The idea is to introduce a rotated quadratic cone for each asymptote in the convex approximations as each asymptote will have the following epigraph form.

\[ s_{ij}\frac{p_{ij}}{U_j-x_j} + (1-s_{ij})\frac{q_{ij}}{x_j - L_j} \leq t_{ij}, \]

where \(t_{ij}\) is an auxiliary variable and \(s_{ij}\) is a binary value describing if the upper or lower asymptotes is active or not. Abusing this notation we can rewrite the inequality as

\[ s_{ij}p_{ij} + (1-s_{ij})q_{ij} \leq t_{ij}\left(s_{ij}(U_j-x_j) + (1-s_{ij})(x_j - L_j) \right). \]

Now using the definition of the rotated quadratic cone as described in (11) get that

\[ \begin{bmatrix} %\frac{t_{ij}}{2}\\ t_{ij}\\ s_{ij}(U_j-x_j) + (1-s_{ij})(x_j - L_j)\\ \sqrt{2}\sqrt{p_{ij}s_{ij} + (1-s_{ij})q_{ij}} \end{bmatrix} \in \mathcal{Q}_r^3, \quad \text{for } i = 0,1,\dots m,\text{ and } j=1,\dots, n. \]

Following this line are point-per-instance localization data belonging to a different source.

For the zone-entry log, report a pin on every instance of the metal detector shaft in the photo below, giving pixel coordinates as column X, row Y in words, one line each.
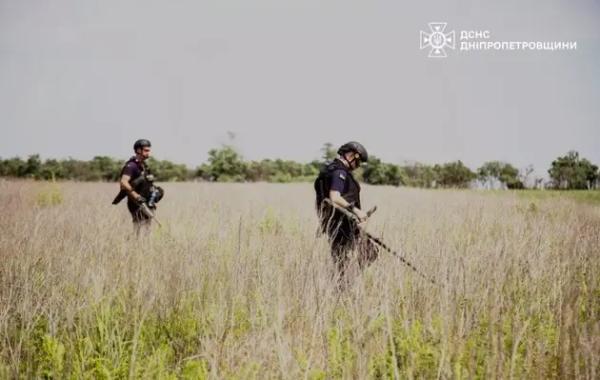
column 378, row 241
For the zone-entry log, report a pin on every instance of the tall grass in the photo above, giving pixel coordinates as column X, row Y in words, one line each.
column 235, row 285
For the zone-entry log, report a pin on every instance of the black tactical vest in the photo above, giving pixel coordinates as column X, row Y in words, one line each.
column 351, row 192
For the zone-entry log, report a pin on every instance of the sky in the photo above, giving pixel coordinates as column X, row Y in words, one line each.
column 86, row 78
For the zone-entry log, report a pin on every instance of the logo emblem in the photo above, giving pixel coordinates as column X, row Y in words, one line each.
column 437, row 40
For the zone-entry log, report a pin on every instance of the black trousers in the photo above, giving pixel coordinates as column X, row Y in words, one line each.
column 344, row 237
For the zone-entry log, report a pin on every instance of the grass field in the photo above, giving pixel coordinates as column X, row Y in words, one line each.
column 235, row 285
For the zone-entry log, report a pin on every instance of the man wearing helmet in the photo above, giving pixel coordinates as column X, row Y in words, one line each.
column 137, row 184
column 336, row 183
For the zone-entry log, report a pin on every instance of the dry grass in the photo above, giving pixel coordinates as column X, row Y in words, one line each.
column 236, row 286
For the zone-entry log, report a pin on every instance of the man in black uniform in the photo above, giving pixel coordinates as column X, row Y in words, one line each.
column 336, row 183
column 137, row 184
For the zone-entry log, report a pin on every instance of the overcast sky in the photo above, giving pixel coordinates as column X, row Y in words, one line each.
column 85, row 78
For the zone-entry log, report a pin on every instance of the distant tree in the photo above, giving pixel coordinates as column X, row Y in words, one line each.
column 226, row 164
column 12, row 167
column 328, row 152
column 376, row 172
column 419, row 175
column 503, row 172
column 573, row 172
column 453, row 174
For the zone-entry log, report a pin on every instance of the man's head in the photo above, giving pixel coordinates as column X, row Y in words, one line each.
column 354, row 153
column 142, row 148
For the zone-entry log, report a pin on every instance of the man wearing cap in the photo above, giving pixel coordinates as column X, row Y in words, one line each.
column 336, row 183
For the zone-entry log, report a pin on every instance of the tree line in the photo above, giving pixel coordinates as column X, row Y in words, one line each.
column 227, row 165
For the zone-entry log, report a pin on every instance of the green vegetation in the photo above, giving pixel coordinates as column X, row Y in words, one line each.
column 243, row 290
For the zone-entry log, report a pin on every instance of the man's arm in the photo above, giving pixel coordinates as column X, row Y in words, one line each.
column 336, row 197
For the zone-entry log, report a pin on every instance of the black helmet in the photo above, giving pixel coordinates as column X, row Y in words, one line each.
column 356, row 147
column 141, row 143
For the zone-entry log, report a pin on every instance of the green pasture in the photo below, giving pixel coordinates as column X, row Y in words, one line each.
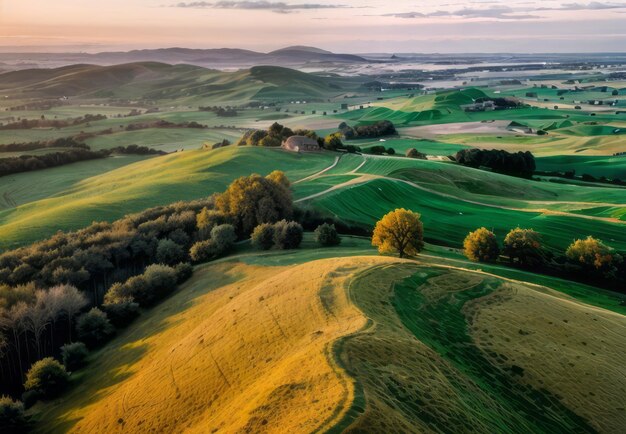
column 610, row 167
column 448, row 220
column 157, row 181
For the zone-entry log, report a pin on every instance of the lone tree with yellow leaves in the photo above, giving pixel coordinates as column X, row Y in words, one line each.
column 399, row 231
column 481, row 246
column 524, row 247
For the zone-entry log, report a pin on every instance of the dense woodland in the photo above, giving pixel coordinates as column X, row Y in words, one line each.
column 116, row 268
column 29, row 163
column 520, row 164
column 377, row 129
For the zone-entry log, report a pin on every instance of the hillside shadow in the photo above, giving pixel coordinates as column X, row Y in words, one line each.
column 113, row 364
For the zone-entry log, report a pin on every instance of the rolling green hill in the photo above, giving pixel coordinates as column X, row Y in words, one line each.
column 156, row 181
column 352, row 343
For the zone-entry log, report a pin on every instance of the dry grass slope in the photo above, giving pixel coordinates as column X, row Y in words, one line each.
column 241, row 349
column 357, row 344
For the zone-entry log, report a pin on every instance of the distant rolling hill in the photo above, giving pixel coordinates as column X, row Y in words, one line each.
column 213, row 58
column 159, row 81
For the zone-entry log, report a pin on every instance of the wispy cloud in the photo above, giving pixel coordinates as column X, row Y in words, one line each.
column 503, row 12
column 278, row 7
column 496, row 12
column 593, row 6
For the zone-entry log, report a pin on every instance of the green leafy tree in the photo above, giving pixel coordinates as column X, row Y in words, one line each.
column 326, row 235
column 481, row 246
column 287, row 235
column 252, row 200
column 263, row 236
column 13, row 420
column 332, row 142
column 594, row 255
column 524, row 247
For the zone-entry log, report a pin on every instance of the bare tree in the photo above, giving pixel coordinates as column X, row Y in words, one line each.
column 13, row 320
column 37, row 319
column 72, row 301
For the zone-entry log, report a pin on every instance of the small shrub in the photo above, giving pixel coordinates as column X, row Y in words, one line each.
column 263, row 236
column 121, row 313
column 414, row 153
column 287, row 235
column 326, row 235
column 168, row 252
column 12, row 417
column 224, row 237
column 74, row 355
column 94, row 328
column 30, row 398
column 184, row 271
column 481, row 246
column 48, row 377
column 203, row 251
column 155, row 283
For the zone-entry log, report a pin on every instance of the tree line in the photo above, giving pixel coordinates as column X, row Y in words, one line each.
column 117, row 268
column 521, row 164
column 586, row 260
column 274, row 136
column 29, row 163
column 69, row 294
column 65, row 142
column 377, row 129
column 27, row 124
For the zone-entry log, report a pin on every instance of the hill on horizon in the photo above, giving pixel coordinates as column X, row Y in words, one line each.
column 161, row 81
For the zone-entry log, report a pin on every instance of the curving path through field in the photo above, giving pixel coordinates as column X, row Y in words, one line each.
column 321, row 172
column 365, row 177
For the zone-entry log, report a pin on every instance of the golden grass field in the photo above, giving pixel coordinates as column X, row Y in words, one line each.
column 354, row 344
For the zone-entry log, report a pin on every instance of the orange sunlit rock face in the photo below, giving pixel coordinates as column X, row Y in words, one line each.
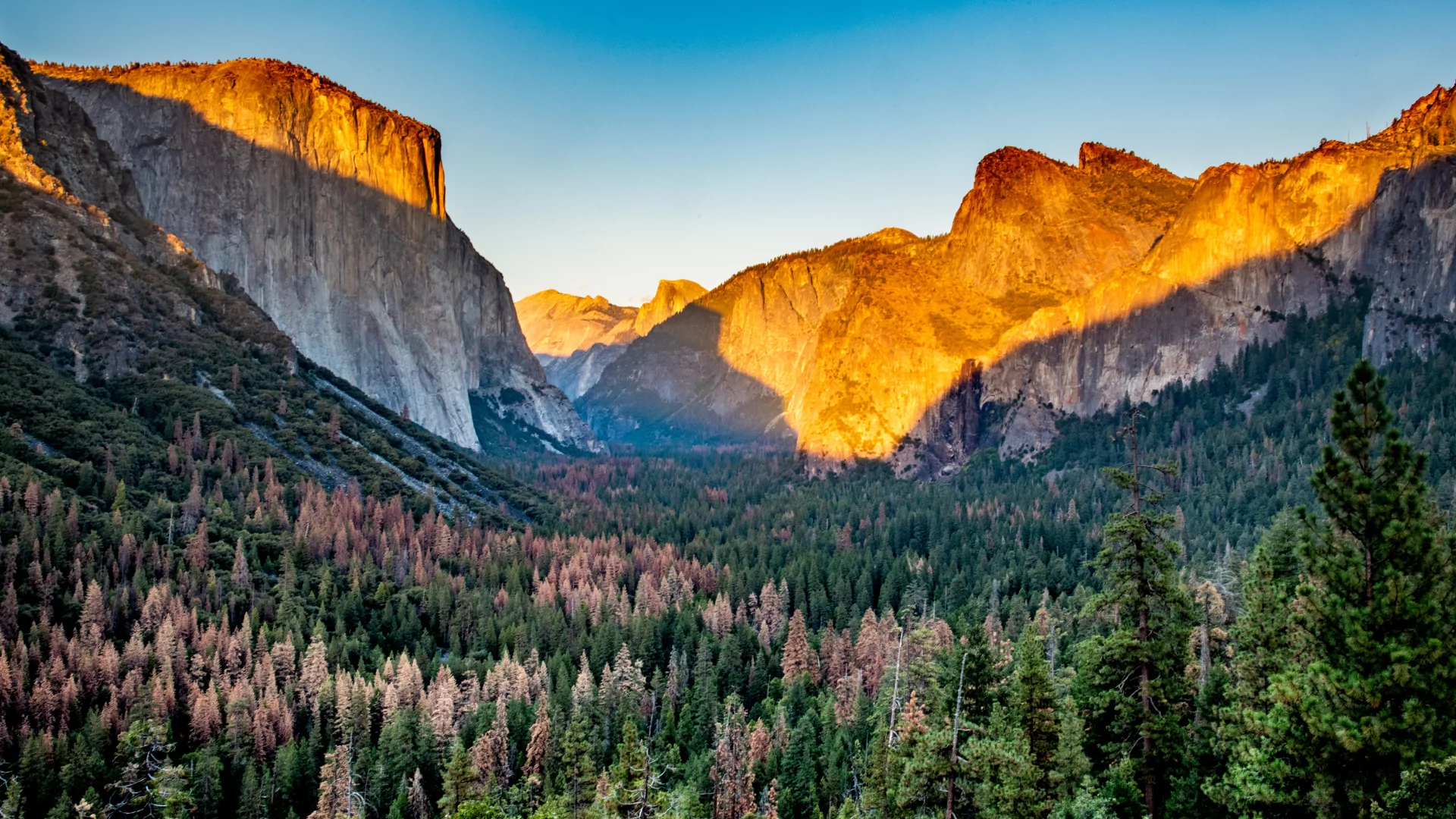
column 297, row 112
column 331, row 212
column 560, row 324
column 577, row 337
column 884, row 346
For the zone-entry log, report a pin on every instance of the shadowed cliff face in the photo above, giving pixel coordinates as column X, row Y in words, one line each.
column 1063, row 289
column 331, row 213
column 576, row 337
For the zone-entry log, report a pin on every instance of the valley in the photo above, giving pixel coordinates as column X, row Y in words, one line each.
column 1128, row 496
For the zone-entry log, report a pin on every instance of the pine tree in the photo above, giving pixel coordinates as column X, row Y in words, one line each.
column 1381, row 689
column 337, row 795
column 577, row 767
column 1131, row 679
column 460, row 781
column 149, row 784
column 733, row 768
column 1034, row 703
column 632, row 787
column 799, row 657
column 1261, row 733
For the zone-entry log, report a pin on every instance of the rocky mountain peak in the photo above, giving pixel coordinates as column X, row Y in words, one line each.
column 576, row 337
column 331, row 212
column 672, row 297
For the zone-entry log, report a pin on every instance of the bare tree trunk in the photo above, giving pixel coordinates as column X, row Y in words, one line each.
column 956, row 738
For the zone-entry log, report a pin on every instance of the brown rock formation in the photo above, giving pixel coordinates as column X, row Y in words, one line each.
column 331, row 212
column 576, row 337
column 1059, row 289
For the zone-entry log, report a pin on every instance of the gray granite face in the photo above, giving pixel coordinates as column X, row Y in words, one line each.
column 331, row 215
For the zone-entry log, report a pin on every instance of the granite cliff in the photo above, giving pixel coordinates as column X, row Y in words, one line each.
column 114, row 335
column 331, row 212
column 576, row 337
column 1059, row 290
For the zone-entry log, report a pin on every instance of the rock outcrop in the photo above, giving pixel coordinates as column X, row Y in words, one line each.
column 331, row 212
column 576, row 337
column 1059, row 289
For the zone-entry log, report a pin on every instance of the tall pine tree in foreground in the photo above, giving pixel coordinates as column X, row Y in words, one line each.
column 1379, row 689
column 1131, row 681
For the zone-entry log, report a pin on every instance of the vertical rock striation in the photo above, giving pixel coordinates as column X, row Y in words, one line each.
column 331, row 212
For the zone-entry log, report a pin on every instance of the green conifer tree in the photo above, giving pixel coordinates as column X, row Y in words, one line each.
column 1034, row 701
column 1131, row 679
column 1379, row 691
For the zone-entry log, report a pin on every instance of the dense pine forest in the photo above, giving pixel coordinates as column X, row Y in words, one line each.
column 1235, row 602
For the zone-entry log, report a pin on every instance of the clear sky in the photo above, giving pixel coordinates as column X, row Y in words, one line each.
column 596, row 148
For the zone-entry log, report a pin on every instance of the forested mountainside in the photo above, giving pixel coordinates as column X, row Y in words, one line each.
column 1059, row 289
column 234, row 586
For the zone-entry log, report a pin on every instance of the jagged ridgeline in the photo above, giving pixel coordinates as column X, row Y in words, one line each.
column 128, row 360
column 329, row 212
column 1059, row 289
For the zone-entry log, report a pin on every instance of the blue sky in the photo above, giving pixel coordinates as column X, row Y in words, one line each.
column 596, row 148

The final optimization problem is given below.

\[\begin{aligned} \min_{x\in\mathbb{R}^n, t\in \mathbb{R}^{m\cdot n}, z\in\mathbb{R}} z \qquad&\\ 0 \leq t_{ij} \qquad \text{for } &i = 0,1,\dots m,\text{ and } j=1,\dots, n.\\ \sum_{j=1}^m t_{ij} \leq z, \quad \text{ for } &i=0,1,\dots, n.\\ \begin{bmatrix} %\frac{t_{ij}}{2}\\ t_{ij}\\ s_{ij}(U_j-x_j) + (1-s_{ij})(x_j - L_j)\\ \sqrt{2}\sqrt{p_{ij}s_{ij} + (1-s_{ij})q_{ij}} \end{bmatrix} \in \mathcal{Q}_r^3, \quad \text{for } &i = 0,1,\dots m,\text{ and } j=1,\dots, n.\\ x_j^{l} \leq x_j \leq x_j^u, \quad \text{for } &j=1,\dots, n. \end{aligned}\]

The above optimization problem can be solved using a conic solver such as MOSEK.

References

[1] Svanberg, Krister. “The method of moving asymptotes - A new method for structural optimization.” International Journal for Numerical Methods in Engineering 24.2 (1987): 359–373. Print.